In 2004, the Bush Administration set rules for use of the Sacramento-San Joaquin River Delta that allowed farms to draw more water from the system, "relaxed cold water flow requirements" and eliminated more than half of salmon spawning habitat, according to Earth Justice.

"Although federal scientists charged with reviewing the plan concluded that doing so would illegally jeopardize protected salmon, political interference by members of the Bush administration resulted in finding that project operations would not harm listed salmon and steelhead species."

While the fishery's collapse was probably not engineered in the space of just four years -- other factors certainly apply -- the management of spawning river grounds is a key factor in the health of any species of fish. In this case, the water has not been managed to sustain fish, fishermen or those who might buy the fish.

In 2008, the first ever ban on salmon fishing cost California about $255 million and more than 2,000 jobs, according to one estimate.

Worse for chinook salmon, a study by University of California-Santa Cruz scientists published a year ago in the Canadian Journal of Fisheries and Aquatic Sciences, found that just one in 10 chinook salmon spawning in California rivers are actually wild salmon. The other 90% were raised in hatcheries.

In other words, the fish humans have added to the water have propped up the population, at the same time they have masked the true decimation of the wild resource. The numbers from the study reflect the makeup of the chinook salmon in the Sacramento River in 2002, a year when about 775,000 fish spawned there. In 2008, fewer than 60,000 were expected, meaning that – if the new science is valid – just 6,000 wild fish remained in the river that enjoys the West Coast's largest salmon run.

The collapse of the salmon run will affect prices primarily on the West Coast. Most customers elsewhere in the country buy wild chinook salmon caught in Alaska, where fish are more abundant.

Here's how the university described the research:

The researchers were able to distinguish between wild and hatchery-raised fish by analyzing the banding patterns in fish ear bones, called otoliths. Like tree rings, characteristic light and dark bands in the otoliths reflect daily growth increments, and the width of the bands indicates growth rates. The differences observed between otoliths from wild and hatchery-raised fish are the result of differences in the availability of food at a critical transition in the salmon life cycle, when the young fish (called fry) have used up the food supply in their yolk sacs and must start feeding themselves. ...

"In the wild, they hide in the gravel until they use up the yolk sac, and then there is a period of slower growth while they learn to feed on aquatic insects. This abrupt transition and slow growth are captured in the growth bands of the otolith," said Rachel Barnett-Johnson, a fisheries biologist with the university's Institute of Marine Sciences. "In the hatchery, there is an abundant supply of food, so the transition is smoother and growth bands are wider."

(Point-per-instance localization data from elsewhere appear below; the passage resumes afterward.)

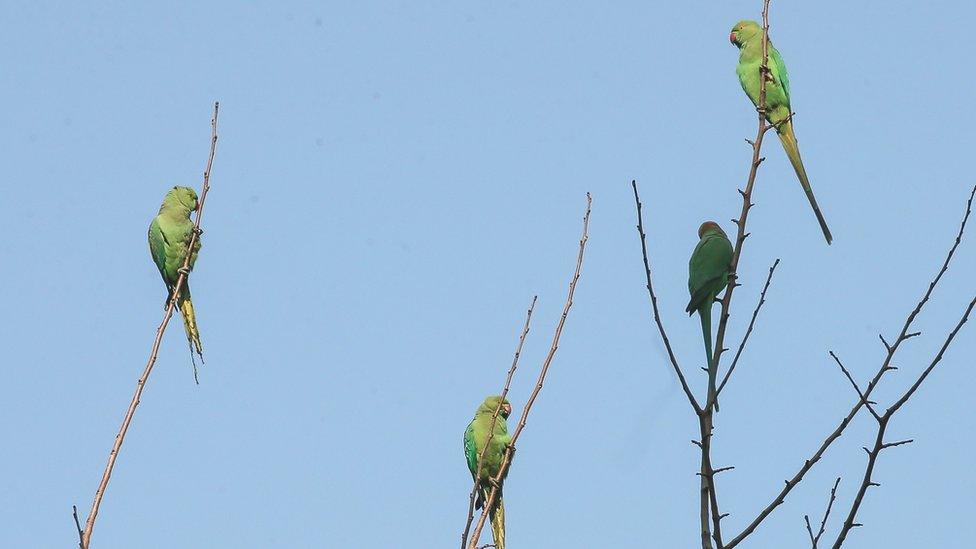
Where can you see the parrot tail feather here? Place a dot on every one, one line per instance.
(705, 312)
(192, 331)
(498, 523)
(788, 139)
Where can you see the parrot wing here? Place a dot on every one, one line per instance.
(708, 270)
(157, 247)
(778, 68)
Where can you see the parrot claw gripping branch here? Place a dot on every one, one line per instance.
(84, 535)
(710, 515)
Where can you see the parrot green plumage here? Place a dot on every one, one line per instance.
(747, 36)
(169, 238)
(708, 274)
(475, 439)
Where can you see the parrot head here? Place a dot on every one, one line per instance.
(183, 196)
(491, 404)
(709, 227)
(744, 31)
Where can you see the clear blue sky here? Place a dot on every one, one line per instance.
(394, 181)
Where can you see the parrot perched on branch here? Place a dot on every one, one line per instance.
(708, 274)
(475, 438)
(747, 36)
(169, 239)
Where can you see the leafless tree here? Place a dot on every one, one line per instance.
(84, 534)
(710, 516)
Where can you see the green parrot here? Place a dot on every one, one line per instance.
(708, 274)
(475, 439)
(747, 36)
(169, 237)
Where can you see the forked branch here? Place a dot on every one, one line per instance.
(141, 384)
(509, 451)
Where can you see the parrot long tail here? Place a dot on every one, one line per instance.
(705, 313)
(192, 331)
(788, 139)
(498, 522)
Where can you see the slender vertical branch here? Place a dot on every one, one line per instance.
(815, 539)
(708, 497)
(752, 323)
(494, 419)
(879, 443)
(891, 348)
(140, 385)
(657, 314)
(509, 451)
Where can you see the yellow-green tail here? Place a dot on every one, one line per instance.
(788, 139)
(192, 331)
(498, 522)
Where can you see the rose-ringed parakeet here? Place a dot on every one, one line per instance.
(169, 238)
(708, 274)
(475, 438)
(747, 36)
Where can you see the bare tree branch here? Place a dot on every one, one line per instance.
(657, 313)
(708, 496)
(885, 367)
(747, 204)
(752, 323)
(120, 437)
(883, 422)
(507, 458)
(494, 418)
(815, 539)
(81, 534)
(868, 403)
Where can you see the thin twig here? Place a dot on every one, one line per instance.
(747, 204)
(507, 458)
(708, 496)
(494, 418)
(81, 535)
(120, 437)
(752, 323)
(857, 389)
(815, 539)
(657, 314)
(885, 367)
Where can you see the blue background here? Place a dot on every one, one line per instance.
(393, 183)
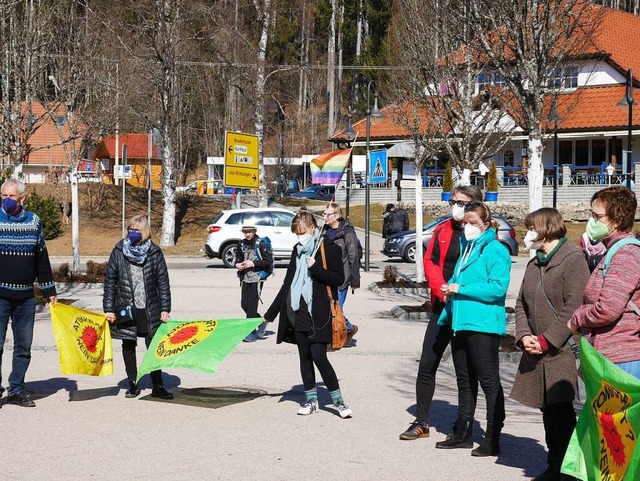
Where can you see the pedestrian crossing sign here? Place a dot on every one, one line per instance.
(378, 167)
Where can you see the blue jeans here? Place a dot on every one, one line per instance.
(22, 314)
(342, 296)
(632, 367)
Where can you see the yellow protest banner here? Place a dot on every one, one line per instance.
(83, 339)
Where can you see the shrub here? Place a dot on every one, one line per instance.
(48, 209)
(492, 178)
(447, 180)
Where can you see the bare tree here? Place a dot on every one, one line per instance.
(525, 42)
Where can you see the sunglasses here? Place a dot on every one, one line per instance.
(471, 206)
(459, 203)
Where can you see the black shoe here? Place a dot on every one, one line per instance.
(161, 393)
(133, 391)
(21, 399)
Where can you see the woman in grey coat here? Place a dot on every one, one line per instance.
(552, 288)
(137, 278)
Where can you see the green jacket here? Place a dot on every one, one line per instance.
(482, 273)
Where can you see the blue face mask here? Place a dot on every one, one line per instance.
(9, 205)
(135, 237)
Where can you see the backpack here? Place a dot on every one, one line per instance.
(268, 271)
(614, 248)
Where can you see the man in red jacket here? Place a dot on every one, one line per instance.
(439, 261)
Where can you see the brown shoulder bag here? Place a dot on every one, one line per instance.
(338, 322)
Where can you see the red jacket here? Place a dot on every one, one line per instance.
(441, 235)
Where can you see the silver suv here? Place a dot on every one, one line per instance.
(225, 232)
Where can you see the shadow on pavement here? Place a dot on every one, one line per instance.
(46, 387)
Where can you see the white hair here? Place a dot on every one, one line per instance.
(18, 183)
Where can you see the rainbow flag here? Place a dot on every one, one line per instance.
(328, 168)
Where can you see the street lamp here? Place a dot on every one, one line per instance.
(553, 115)
(349, 135)
(628, 101)
(375, 113)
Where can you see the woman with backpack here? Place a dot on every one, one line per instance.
(607, 317)
(551, 290)
(303, 305)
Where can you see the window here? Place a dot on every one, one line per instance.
(234, 218)
(485, 79)
(582, 152)
(565, 152)
(563, 78)
(508, 158)
(598, 152)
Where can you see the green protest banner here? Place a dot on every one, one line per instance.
(604, 444)
(197, 345)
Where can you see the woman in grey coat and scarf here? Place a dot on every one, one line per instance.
(552, 288)
(305, 312)
(137, 278)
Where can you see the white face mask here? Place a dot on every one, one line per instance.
(472, 232)
(304, 238)
(529, 242)
(457, 212)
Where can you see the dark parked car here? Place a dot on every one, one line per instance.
(403, 244)
(317, 192)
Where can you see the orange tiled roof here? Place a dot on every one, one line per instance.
(137, 145)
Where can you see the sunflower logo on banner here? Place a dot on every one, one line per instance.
(83, 339)
(604, 444)
(197, 345)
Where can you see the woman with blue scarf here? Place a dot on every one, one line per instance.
(137, 281)
(304, 309)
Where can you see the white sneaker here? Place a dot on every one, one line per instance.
(343, 409)
(309, 407)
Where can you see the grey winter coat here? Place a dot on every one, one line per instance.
(347, 240)
(552, 374)
(118, 288)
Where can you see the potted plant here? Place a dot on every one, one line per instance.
(447, 183)
(492, 184)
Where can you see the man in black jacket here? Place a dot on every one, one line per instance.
(253, 258)
(343, 234)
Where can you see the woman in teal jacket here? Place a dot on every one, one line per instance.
(475, 309)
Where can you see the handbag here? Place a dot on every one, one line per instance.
(338, 322)
(125, 316)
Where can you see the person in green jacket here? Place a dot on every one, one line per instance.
(475, 309)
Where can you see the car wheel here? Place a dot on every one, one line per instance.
(229, 254)
(410, 253)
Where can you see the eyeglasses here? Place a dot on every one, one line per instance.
(472, 206)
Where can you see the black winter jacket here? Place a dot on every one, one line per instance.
(118, 288)
(333, 277)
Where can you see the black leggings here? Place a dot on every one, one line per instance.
(315, 353)
(559, 421)
(476, 360)
(436, 340)
(129, 352)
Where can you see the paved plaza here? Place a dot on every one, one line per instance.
(84, 428)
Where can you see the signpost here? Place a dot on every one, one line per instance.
(378, 168)
(241, 160)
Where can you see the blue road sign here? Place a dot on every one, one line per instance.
(378, 168)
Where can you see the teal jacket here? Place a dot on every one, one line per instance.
(482, 273)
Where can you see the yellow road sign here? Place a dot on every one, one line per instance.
(241, 177)
(241, 160)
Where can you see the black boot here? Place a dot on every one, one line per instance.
(462, 436)
(490, 445)
(552, 473)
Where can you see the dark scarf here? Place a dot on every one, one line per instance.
(543, 260)
(136, 254)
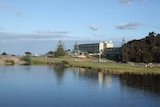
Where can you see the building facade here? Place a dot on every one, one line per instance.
(95, 47)
(112, 53)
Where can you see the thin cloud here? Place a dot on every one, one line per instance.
(126, 2)
(129, 26)
(94, 27)
(1, 28)
(19, 13)
(48, 32)
(129, 2)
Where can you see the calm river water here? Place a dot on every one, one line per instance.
(48, 86)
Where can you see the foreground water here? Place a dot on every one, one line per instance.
(48, 86)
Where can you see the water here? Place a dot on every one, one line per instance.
(48, 86)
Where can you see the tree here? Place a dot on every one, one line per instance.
(60, 50)
(4, 53)
(143, 50)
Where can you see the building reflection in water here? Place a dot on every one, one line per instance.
(103, 79)
(146, 82)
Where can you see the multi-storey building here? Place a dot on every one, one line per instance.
(95, 47)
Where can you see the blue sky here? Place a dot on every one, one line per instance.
(38, 25)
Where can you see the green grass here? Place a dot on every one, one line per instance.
(108, 65)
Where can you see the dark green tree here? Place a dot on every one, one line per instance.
(60, 50)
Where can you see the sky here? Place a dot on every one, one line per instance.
(38, 25)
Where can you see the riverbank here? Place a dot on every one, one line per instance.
(105, 65)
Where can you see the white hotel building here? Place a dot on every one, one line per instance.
(95, 47)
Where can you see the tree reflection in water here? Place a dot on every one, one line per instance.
(147, 81)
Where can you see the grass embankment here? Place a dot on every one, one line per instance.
(109, 65)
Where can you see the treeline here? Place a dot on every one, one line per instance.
(144, 50)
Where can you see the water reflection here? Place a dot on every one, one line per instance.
(103, 79)
(148, 81)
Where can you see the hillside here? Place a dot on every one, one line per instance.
(144, 50)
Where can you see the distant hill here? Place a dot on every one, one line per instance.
(144, 50)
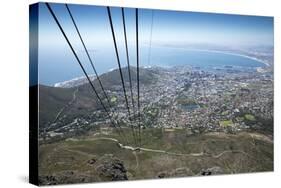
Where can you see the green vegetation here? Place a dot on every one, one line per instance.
(113, 99)
(250, 117)
(232, 153)
(226, 123)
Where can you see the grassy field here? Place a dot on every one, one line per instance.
(240, 153)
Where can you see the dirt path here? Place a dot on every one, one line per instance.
(166, 152)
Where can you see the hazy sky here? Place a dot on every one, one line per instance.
(170, 27)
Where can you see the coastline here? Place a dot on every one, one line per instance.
(220, 52)
(59, 84)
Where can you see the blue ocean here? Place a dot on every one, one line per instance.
(55, 67)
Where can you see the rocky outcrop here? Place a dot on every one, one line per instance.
(110, 168)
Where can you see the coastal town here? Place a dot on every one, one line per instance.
(225, 99)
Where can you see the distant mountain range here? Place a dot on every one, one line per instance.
(55, 101)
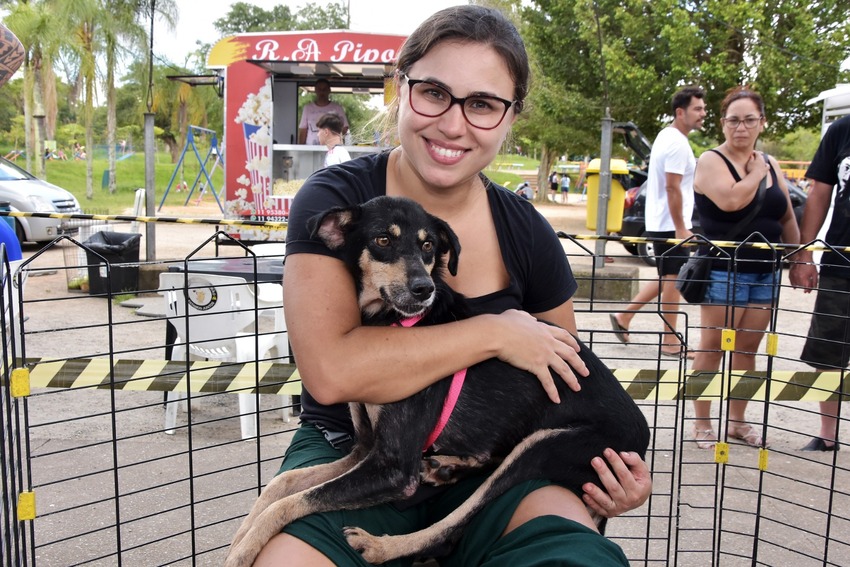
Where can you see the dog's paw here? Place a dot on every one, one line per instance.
(241, 555)
(366, 544)
(443, 469)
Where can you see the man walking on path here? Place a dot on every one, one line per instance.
(828, 344)
(669, 208)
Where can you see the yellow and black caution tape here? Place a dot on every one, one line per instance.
(162, 375)
(133, 218)
(280, 378)
(816, 245)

Every fish, therefore, carries an identifier of its origin as a natural tag in the earbone, which has significant advantages over techniques for tagging fish, she said. Coded wire tags (CWTs), for example, have been used to mark fish for some studies. But only a small fraction of hatchery fish and even fewer wild fish are tagged or marked in California, according to Barnett-Johnson. Some small hatchery operations clip the fins of all hatchery fish so they can be distinguished from wild fish, but fall-run chinook salmon are not marked that way. As a result, there have not been good estimates of the proportion of wild fish in the population until this study, she said.

"The only other estimates out there pointed in the other direction -- significantly more wild fish than hatchery fish," Barnett-Johnson said. "One study used CWT recoveries from hatchery fish and estimated that 33 percent of adults returning to rivers in the Central Valley were from hatcheries. The other number floating around comes from counting the number of fish returning to spawn in rivers versus returning to hatcheries, and this estimated the number of 'wild' fish to be 3.5 times higher than hatchery returns."

One reason these figures are so important is that they could affect the listing of the fall run under the Endangered Species Act (ESA). The question of whether hatcheries can help restore threatened and endangered salmon populations or if they actually harm wild populations has long been a controversial issue. It became a legal issue in 2001, when a federal judge revoked the ESA listing of Oregon coast coho salmon, ruling that the National Marine Fisheries Service (NMFS) should have included hatchery fish in the population counts.

A more recent federal court ruling, however, concluded that the health and viability of natural populations should be used as the benchmark for ESA status determinations. That ruling has been appealed to the U.S. Court of Appeals for the Ninth Circuit.

"The agency's policy on counting hatchery fish has flip-flopped as a result of these different legal decisions," Grimes said. "Now the focus is again on wild fish, and it doesn't appear there are many of them. That could be bad news for fishing because, if the fall run is listed under the Endangered Species Act, there would be no legal harvest."

Fisheries experts blame unfavorable ocean conditions for the dismally low returns of chinook and coho salmon to rivers and streams all along the West Coast this year. In 2005, when this year's returning salmon were juveniles just entering the ocean, food production in the California Current was much lower than usual due to a delay in the wind-driven upwelling of nutrient-rich water that sustains the food web along the coast. A similar disruption of the normal upwelling occurred the following year.

"We expect the returns to be as bad or worse next year as they were this year," Grimes said. "The years when those fish outmigrated into the ocean were the worst conditions that we've seen in over 25 years of observing spring conditions."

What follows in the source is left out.